18. The press axis direction in the uniaxial pressing step is a vertical direction, the pair of pressing surfaces is an upper pressing surface and a lower pressing surface, and the side surface of the cavity is defined by an inner surface of a die; The method for manufacturing a magnet according to any one of claims 9 to 17, wherein a bottom surface of the cavity is defined by the lower pressing surface. 19. The method further includes a step of forming a sintered body by sintering the molded body, and a step of processing a surface of the sintered body.

 The surface processing step is a step of selectively polishing only a surface of the sintered body that has contacted the at least one pressing surface in the uniaxial pressing step, wherein A method for producing the magnet according to any one of the above.

20. A powder press forming apparatus for uniaxially pressing a powder material filled in a cavity,

A die having an inner surface that defines a side surface of the cavity, a lower punch having a lower pressing surface that defines a bottom surface of the cavity, and an upper punch having an upper pressing surface facing the lower pressing surface. And defining at least one of the inner surface, the lower pressing surface, and the upper pressing surface, wherein at least one of the lower pressing surface and the upper pressing surface is filled in the cavity.
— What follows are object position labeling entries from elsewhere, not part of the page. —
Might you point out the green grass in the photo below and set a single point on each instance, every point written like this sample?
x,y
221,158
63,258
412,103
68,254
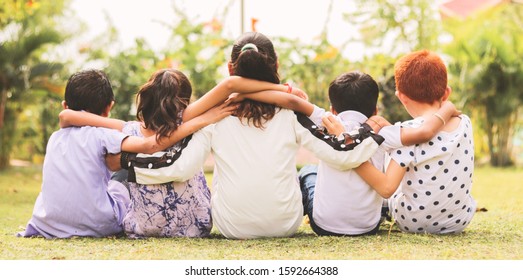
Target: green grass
x,y
493,235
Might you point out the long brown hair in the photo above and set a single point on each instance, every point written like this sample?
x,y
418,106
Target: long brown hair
x,y
162,100
260,63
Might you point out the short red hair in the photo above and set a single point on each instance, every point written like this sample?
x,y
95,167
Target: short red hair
x,y
422,76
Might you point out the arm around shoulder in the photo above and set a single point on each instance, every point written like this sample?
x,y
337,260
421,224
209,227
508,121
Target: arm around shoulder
x,y
385,184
A powder press forming apparatus, wherein when the pressed powder material is uniaxially pressed between the lower pressing surface and the upper pressing surface, the powder material is elastically deformed by the pressing pressure.

21. The powder press molding apparatus according to claim 20, wherein the at least one pressing surface is a surface of a resin layer. 22. The powder press molding apparatus according to claim 21, wherein the resin layer has a Shore A hardness in a range of 25 to 90.
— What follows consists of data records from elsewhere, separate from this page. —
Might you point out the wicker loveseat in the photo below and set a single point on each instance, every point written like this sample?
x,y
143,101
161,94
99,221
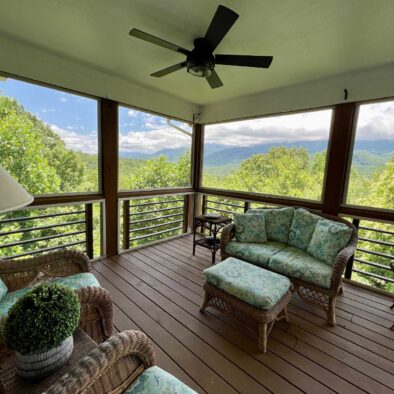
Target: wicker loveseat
x,y
96,303
315,281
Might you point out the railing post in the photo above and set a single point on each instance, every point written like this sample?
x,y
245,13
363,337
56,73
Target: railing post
x,y
126,224
89,229
186,208
204,205
349,265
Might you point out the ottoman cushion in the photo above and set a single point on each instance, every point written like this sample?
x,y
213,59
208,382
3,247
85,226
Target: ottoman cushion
x,y
253,285
155,380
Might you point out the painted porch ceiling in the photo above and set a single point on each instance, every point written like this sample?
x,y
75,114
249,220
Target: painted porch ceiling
x,y
309,39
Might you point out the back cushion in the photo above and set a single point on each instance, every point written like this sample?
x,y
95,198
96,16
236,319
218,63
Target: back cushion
x,y
302,228
3,289
277,222
250,228
328,239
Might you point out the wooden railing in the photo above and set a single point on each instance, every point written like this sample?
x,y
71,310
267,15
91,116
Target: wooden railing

23. The powder press molding apparatus according to claim 20, wherein only one of the lower pressing surface and the upper pressing surface is elastically deformed by a pressing pressure. ···

24. The powder press molding apparatus according to claim 23, wherein the upper pressing surface is elastically deformed by a press pressure. 25. The upper pressing surface is a surface of a resin layer, and the upper punch has a member for preventing the resin layer from extending in an in-plane direction perpendicular to a press axis direction due to a pressing pressure. 24. A powder press molding method according to item 4. 26. The upper punch has a recess for receiving the resin layer, and extension of the resin layer in an in-plane direction perpendicular to the press axis direction due to press pressure is prevented by a side surface of the recess. The powder press molding device according to claim 25. 27. The upper punch has a resin layer having a portion having different hardness along a press axis direction, and the upper pressing surface is a surface of the resin layer. 25. The powder press molding apparatus according to claim 24.

28. The resin layer has a first resin layer having a first hardness, and a second resin layer having a second hardness lower than the first hardness, and the upper pressing surface 28. The powder press according to claim 27, wherein: is a surface of the first resin layer.